While of course we must be key members of the management policy-making team, some part of us must remain the eternal outsider – fighting total absorption into the culture, retaining a clear eye and the ability to challenge the way things are done.
We learn again and again in our lives that people seem to have an infinite capacity for self-delusion ... to see reality not as it is, but as we wish it was. That's our job: to keep a firm grip on reality as it is ... to keep our grip on the employee's view of reality – on the public's view of reality – not what the statement on the wall may be saying reality is. Our job is to bring that news to every policy and decision. That's our contribution to protecting corporate integrity.
My final thoughts on rebuilding trust in business come from my third crisis, which revolved around the announcement of 40,000 layoffs in January 1996, as we prepared to spin off Lucent Technologies. There was a firestorm around the sheer magnitude of that number, which was perceived as the deathblow to lifetime employment among large companies in America. Our employees were in an uproar and morale was terrible.
That was bad enough. But then we had an eerie precursor to today's headlines:
Just one month later, the board gave Bob Allen a raise and substantial bonus. I'll leave to your imagination the conversation I had with Bob when I advised him not to take the bonus (although I can tell you in Arthur Page terms, it was not exactly "calm, patient and good-humored"). Let me state unequivocally, Bob Allen was – and is – an extremely decent human being. And the numbers at that time were chicken feed compared to today, but the reaction was the same when he decided to do business as usual at a time of moral crisis.
When the big guy takes the cash while the little guy loses his shirt, it is seen as failing a test of character. And I can tell you, don't hold your breath for those kinds of failures to be forgiven by the public.

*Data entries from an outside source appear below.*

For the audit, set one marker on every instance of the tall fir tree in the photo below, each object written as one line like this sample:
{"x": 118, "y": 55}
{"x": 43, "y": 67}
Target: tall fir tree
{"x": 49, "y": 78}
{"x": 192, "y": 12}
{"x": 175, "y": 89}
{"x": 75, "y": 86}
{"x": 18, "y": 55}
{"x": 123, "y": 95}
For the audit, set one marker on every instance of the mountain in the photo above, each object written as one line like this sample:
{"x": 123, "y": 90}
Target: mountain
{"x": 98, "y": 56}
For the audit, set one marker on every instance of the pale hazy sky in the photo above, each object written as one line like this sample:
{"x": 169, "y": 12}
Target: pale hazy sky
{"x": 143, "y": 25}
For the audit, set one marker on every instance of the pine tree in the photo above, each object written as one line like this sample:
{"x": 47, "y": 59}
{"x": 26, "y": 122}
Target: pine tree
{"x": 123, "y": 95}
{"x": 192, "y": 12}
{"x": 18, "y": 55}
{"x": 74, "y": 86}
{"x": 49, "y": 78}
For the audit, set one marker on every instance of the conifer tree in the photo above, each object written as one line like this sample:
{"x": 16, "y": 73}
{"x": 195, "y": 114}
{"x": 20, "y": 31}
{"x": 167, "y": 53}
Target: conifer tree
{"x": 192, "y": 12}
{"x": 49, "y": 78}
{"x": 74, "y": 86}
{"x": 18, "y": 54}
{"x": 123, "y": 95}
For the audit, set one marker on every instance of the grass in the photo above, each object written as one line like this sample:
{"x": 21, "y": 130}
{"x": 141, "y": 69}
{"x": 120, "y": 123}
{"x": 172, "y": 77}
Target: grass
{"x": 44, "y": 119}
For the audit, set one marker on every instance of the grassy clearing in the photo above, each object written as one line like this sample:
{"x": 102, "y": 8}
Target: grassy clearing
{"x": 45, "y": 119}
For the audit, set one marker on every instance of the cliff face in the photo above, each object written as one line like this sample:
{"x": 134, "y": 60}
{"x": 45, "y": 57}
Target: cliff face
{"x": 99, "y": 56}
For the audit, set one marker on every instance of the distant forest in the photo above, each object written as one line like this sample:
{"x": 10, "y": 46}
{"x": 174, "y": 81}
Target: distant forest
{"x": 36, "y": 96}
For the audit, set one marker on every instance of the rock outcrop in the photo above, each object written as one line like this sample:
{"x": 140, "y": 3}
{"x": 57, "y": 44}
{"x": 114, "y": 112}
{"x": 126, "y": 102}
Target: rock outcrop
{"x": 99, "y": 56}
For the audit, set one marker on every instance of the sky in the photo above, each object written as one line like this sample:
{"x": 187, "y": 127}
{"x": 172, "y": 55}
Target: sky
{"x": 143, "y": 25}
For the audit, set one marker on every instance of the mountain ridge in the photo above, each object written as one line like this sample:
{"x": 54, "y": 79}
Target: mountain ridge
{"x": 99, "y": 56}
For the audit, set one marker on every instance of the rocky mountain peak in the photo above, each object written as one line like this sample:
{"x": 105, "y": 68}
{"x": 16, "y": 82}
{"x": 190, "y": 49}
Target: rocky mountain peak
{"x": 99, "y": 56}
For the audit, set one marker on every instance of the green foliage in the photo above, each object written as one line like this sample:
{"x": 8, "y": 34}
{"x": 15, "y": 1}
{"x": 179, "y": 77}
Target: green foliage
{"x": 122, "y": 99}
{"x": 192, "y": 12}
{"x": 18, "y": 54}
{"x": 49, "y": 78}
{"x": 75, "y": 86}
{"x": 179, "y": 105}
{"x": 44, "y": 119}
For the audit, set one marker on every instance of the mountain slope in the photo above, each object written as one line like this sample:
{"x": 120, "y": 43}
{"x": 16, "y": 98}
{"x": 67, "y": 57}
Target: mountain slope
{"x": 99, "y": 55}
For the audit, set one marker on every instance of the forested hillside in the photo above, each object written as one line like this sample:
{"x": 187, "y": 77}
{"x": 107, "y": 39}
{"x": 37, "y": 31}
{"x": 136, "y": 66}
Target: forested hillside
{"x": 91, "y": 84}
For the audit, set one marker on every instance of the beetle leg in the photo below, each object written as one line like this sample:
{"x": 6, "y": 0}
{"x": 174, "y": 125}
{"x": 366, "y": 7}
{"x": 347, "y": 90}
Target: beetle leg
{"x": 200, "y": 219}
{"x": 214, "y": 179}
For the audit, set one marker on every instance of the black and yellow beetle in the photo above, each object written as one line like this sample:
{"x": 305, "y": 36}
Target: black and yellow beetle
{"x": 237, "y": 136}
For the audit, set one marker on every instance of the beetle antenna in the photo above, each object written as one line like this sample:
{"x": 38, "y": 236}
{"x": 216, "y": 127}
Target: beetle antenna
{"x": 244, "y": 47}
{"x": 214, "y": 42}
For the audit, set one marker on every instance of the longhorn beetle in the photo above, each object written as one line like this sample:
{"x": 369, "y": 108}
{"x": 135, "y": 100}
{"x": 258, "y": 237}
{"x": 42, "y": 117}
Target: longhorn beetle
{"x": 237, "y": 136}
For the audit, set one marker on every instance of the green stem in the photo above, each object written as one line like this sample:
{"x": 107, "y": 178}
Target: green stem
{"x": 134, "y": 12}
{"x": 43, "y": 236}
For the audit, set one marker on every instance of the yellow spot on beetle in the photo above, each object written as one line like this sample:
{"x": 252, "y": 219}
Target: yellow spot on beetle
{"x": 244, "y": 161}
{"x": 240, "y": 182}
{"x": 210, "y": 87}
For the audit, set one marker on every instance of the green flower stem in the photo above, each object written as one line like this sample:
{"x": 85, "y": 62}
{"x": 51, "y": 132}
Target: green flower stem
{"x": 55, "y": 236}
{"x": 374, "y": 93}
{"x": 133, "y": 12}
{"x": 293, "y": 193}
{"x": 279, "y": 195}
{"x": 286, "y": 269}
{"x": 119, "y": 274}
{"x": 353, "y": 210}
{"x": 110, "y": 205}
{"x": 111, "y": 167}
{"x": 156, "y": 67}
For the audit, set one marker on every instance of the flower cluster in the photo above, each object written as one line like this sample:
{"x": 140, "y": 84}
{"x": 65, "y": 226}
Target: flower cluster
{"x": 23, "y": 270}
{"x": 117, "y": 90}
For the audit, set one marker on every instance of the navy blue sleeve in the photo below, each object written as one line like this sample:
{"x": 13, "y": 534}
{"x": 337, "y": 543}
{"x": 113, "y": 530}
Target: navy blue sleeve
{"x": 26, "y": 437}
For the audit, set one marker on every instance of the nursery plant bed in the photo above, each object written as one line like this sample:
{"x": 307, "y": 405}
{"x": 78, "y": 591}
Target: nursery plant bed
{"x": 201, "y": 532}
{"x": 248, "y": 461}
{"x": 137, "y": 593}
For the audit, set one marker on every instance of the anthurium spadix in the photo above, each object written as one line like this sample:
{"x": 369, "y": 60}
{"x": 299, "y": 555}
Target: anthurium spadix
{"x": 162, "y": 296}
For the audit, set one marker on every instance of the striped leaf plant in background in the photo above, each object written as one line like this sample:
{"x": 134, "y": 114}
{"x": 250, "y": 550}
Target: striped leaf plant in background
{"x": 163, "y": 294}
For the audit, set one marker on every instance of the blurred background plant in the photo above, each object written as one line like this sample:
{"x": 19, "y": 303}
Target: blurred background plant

There's no substitute for confident, compassionate leadership that stays in touch with the values of the company and the community. We saw an extraordinary example of a man rise to that occasion on September 11th in New York. Today, the name Rudy Guiliani says it all.
CEOs need not be heroes. And they certainly don't need to be glamorous public figures! But they must always hold themselves to a tougher standard.
We see some role model CEOs doing just that today on the issue of financial disclosure, avoiding not just impropriety but the appearance of impropriety. I say, kudos to them ... particularly since this openness can lead to brutal treatment at the hands of the stock market.
We also see some courageous CEOs responding as best they can to the extraordinary demands of NGOs and concerned activists around the world. Again, I say, kudos to them. It's tricky, if not perilous, when you try to lead for tomorrow.
So what did I learn from my three disasters?
So simple. So difficult. So Arthur Page.
My predecessor, Ed Block, used to quote a grizzled veteran of our department, who contended that the only two qualities you really needed to be a good PR guy were brains and guts.
I don't think it takes an MBA ethics course to know right from wrong. But it takes guts to wrestle many of these problems to the ground and do the right thing.
Arthur Page was that kind of businessman. He was that kind of public relations counselor. The older I get, the smarter he gets.
I know of no principles that offer better guidance for managing our way back to trust and credibility than Page's principles. And I know of no honor I would rather have than to be part of the Hall of Fame that bears his name.